Which brings me to today's second anniversary. Today also happens to be the 104th anniversary of the Ford Motor Company completing the first production Model T. Now if I compare schools from 1908 to today . . . well, in fairness, they are very different in many important ways. But the basic premise? Not so much. It was already sixteen years old.
I was part of a discussion with some seniors at my high school last week where several of them made a heartfelt argument in favor of busy work. They said that sometimes "old school" was the best way. I agreed that sometimes that was true, but that there was a reason that "old school" was called old school, and if they'd ever wondered about that. They had not.
The teacher who invited me into class for that discussion closed with one last question. What do you want high school to look like when your kids are here? The general consensus was they wanted it to look pretty much the same. On the one hand, that's comforting, because it means they generally like our high school and think we're doing a good job.
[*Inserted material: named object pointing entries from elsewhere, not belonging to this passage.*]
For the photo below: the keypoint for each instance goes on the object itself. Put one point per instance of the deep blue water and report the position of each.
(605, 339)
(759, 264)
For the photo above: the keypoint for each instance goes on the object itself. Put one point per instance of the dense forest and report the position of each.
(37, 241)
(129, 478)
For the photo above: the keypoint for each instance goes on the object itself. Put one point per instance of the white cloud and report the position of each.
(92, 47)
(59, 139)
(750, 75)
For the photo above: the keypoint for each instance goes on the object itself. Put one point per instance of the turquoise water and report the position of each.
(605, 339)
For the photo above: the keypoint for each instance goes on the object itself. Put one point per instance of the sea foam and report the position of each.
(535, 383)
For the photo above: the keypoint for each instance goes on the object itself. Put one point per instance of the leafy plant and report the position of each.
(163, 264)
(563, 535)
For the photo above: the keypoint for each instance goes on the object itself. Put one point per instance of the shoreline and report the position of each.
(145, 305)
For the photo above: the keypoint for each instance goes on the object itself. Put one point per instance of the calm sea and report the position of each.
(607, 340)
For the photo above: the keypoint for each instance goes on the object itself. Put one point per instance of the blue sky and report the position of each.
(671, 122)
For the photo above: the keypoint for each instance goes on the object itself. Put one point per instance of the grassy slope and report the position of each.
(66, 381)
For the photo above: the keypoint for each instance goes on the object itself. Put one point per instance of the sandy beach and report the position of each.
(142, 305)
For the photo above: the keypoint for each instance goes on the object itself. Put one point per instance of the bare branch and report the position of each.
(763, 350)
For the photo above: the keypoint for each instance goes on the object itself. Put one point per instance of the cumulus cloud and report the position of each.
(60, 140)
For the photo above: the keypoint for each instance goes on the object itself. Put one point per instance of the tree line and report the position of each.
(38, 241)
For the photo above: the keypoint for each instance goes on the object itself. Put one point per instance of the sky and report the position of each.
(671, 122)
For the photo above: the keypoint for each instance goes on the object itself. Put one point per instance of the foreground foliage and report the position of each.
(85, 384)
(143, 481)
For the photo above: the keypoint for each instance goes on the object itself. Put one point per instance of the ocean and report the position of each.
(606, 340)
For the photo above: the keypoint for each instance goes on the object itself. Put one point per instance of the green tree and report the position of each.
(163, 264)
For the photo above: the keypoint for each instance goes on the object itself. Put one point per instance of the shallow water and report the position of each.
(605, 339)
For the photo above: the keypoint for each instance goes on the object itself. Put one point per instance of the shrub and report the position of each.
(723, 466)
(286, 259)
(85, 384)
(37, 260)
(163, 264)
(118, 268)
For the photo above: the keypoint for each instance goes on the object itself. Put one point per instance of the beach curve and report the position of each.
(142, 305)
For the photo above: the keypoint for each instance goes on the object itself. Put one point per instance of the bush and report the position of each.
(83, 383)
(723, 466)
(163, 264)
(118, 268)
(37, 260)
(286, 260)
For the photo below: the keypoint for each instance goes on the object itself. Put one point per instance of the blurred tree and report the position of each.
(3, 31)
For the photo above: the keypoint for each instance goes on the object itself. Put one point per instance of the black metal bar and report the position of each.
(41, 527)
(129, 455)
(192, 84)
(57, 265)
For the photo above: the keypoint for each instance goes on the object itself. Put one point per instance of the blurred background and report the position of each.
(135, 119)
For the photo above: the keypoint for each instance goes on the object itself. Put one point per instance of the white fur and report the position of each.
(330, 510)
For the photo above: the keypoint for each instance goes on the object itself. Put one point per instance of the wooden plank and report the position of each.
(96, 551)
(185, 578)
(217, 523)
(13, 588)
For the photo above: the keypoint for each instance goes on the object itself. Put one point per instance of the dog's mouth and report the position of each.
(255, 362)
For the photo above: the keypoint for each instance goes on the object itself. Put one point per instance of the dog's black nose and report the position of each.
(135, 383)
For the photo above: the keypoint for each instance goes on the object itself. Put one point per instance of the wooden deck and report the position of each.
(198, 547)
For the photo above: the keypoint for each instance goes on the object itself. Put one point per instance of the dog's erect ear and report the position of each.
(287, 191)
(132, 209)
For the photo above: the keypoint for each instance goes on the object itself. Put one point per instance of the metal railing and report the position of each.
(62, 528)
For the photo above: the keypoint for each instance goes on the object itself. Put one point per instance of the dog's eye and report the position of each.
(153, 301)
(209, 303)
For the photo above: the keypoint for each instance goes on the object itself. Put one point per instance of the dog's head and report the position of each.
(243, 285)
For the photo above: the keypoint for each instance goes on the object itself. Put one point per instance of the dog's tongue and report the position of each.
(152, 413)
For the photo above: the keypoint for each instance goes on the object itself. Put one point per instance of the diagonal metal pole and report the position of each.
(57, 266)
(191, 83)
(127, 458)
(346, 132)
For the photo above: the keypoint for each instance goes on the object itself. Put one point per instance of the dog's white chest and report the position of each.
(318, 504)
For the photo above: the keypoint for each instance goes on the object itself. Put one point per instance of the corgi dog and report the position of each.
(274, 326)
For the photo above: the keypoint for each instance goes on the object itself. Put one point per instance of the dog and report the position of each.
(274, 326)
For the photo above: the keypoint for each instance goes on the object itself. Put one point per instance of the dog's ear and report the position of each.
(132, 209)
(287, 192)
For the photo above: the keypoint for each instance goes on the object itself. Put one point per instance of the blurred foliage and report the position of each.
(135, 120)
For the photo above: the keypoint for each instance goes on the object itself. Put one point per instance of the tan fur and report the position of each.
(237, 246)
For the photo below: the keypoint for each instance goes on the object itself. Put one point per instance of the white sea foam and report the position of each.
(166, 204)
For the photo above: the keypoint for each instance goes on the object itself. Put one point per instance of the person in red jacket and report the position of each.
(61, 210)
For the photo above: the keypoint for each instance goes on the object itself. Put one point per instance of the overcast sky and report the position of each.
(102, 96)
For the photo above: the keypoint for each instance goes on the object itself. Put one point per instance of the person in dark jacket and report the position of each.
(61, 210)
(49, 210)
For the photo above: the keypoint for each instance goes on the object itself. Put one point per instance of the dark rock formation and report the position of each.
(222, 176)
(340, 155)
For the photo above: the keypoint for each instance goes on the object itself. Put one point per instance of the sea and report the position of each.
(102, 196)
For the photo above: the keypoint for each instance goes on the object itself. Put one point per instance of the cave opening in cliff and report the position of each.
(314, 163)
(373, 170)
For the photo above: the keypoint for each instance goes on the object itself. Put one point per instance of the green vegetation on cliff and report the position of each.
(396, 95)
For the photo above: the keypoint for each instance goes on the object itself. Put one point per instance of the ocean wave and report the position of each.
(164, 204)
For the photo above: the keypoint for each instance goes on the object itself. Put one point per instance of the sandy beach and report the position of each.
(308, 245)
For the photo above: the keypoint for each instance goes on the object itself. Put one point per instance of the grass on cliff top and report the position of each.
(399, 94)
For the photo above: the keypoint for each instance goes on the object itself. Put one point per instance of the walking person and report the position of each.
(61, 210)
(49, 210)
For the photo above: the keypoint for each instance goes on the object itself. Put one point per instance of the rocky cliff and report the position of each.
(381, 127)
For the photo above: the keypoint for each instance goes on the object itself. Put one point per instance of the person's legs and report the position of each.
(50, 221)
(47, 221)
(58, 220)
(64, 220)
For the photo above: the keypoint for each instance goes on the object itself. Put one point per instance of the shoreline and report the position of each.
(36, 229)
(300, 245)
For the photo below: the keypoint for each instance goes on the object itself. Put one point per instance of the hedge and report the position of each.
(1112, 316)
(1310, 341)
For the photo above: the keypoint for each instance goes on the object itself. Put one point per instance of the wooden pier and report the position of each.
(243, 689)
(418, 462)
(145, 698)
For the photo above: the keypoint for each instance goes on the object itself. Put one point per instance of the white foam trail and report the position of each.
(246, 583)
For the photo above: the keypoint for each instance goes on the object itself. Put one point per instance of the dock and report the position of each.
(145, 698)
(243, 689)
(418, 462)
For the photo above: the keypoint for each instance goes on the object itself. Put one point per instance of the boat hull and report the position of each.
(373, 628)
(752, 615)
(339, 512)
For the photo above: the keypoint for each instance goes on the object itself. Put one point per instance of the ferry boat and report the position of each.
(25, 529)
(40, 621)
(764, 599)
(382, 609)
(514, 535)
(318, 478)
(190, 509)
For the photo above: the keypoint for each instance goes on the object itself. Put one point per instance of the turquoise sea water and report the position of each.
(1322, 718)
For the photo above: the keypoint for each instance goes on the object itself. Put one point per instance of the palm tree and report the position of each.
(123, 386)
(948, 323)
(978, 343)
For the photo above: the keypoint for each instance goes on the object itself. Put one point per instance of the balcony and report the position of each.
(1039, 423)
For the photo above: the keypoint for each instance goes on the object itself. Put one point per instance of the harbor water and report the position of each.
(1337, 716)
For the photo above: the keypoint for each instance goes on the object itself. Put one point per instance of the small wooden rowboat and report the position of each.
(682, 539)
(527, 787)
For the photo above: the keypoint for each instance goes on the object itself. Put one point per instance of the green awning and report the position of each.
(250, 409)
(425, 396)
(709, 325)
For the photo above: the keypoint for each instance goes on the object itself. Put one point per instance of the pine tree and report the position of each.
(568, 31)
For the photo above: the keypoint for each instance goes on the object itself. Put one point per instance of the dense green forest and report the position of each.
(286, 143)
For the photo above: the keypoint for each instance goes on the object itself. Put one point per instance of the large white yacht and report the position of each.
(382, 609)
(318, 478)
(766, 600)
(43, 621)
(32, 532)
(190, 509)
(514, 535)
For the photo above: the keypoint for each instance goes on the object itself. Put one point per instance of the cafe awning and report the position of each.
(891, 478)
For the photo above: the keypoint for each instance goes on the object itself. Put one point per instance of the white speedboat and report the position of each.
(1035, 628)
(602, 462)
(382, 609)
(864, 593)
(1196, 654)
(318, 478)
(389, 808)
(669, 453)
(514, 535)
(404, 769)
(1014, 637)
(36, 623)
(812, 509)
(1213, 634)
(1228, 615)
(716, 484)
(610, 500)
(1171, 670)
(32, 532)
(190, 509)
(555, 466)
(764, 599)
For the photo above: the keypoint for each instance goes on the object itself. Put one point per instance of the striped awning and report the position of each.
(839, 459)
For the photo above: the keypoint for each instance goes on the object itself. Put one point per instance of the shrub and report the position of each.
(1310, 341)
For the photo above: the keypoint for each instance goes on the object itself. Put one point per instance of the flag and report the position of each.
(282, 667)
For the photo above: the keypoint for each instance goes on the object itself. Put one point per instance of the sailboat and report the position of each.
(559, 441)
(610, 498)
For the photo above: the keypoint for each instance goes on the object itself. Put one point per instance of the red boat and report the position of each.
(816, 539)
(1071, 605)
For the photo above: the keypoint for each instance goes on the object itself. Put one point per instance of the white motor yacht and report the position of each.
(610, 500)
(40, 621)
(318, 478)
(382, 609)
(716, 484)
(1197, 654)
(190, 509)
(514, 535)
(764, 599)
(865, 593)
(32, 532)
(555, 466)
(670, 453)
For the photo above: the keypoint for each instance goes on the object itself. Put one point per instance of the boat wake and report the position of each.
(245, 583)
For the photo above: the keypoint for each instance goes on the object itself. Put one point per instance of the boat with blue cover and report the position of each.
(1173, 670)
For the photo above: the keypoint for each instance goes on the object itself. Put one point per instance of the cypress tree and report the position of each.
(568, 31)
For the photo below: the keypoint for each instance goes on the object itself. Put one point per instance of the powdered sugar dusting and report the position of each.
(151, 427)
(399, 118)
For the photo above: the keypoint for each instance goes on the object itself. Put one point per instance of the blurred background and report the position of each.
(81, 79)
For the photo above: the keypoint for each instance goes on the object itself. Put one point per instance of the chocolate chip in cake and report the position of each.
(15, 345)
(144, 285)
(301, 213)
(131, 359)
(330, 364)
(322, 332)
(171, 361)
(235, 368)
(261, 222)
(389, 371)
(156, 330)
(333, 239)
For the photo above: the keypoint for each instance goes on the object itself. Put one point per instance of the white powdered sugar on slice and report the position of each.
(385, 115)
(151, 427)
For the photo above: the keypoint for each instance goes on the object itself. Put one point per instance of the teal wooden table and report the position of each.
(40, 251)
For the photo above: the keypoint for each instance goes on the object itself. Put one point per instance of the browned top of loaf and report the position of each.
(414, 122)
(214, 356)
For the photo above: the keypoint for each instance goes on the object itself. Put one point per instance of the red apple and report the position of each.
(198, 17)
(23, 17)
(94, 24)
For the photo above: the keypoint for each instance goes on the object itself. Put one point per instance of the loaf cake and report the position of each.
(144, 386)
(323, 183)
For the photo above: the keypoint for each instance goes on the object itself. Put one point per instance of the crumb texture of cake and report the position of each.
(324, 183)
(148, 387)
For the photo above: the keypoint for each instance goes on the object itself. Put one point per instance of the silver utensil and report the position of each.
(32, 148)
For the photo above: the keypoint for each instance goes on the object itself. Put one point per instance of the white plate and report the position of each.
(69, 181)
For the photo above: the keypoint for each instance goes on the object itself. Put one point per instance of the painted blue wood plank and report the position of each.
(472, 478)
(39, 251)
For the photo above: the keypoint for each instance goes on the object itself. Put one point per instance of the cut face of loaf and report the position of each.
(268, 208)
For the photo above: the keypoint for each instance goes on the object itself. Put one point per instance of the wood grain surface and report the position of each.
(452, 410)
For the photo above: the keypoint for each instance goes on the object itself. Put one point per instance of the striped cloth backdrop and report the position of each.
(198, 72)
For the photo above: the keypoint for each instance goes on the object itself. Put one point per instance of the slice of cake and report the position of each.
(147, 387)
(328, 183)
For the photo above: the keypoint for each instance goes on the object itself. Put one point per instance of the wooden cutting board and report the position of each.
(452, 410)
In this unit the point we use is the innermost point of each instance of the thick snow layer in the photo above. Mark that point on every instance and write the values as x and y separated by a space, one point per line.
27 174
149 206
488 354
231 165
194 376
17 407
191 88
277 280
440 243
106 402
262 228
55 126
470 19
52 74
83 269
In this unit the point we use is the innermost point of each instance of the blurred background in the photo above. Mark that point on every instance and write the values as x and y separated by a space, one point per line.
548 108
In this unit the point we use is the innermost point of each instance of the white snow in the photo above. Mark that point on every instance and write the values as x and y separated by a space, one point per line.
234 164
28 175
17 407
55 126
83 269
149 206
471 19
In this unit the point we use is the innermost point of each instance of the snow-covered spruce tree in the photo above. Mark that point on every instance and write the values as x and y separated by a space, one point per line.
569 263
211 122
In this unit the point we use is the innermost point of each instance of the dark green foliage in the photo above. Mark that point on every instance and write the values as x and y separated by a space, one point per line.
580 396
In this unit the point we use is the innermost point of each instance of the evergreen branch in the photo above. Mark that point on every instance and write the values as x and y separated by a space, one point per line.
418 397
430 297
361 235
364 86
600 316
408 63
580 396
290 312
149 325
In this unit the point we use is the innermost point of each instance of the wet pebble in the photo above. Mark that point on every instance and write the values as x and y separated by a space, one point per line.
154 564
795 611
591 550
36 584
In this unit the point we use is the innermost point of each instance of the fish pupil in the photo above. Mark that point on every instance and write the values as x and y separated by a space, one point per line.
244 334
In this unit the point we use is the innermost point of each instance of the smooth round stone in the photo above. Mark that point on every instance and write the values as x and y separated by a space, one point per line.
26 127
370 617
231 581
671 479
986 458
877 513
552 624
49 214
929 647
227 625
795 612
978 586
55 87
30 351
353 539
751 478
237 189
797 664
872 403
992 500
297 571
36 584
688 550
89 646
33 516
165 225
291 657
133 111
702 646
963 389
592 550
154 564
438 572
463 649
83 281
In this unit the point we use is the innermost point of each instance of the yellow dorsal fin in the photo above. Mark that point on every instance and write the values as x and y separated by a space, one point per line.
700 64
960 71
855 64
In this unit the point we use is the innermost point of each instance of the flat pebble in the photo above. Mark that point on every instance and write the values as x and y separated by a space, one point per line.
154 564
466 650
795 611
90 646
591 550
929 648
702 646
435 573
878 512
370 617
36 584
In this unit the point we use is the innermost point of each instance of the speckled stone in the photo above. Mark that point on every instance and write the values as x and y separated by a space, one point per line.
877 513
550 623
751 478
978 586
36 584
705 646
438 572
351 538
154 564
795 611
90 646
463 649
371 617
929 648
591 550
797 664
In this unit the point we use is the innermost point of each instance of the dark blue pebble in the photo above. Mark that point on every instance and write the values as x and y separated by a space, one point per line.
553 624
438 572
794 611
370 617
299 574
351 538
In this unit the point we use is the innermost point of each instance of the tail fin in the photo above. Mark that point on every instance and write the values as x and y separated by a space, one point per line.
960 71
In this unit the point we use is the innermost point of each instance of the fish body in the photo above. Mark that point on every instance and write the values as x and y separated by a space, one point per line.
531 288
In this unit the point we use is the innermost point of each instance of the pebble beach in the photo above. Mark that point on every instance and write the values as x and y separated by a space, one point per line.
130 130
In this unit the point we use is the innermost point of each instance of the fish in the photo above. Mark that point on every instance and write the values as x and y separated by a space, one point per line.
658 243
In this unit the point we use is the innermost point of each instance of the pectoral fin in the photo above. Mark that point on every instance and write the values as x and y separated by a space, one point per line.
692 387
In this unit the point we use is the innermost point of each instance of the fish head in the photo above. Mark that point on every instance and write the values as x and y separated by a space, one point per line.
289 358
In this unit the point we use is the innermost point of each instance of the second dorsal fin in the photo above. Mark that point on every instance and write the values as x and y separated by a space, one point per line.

On the other hand, it was incredibly depressing, and makes me feel like the last few years of my life have had very little impact here. (Yes, I know, cue the tiny violins. It's a selfish way to look at things, but it's my blog and I'll wallow if I want to.)
Perhaps I could get them all to read Why School? and then we could continue the discussion. But I fear it would be like trying to teach a fish about water. The "muscle memory" our culture has about school is a powerful thing.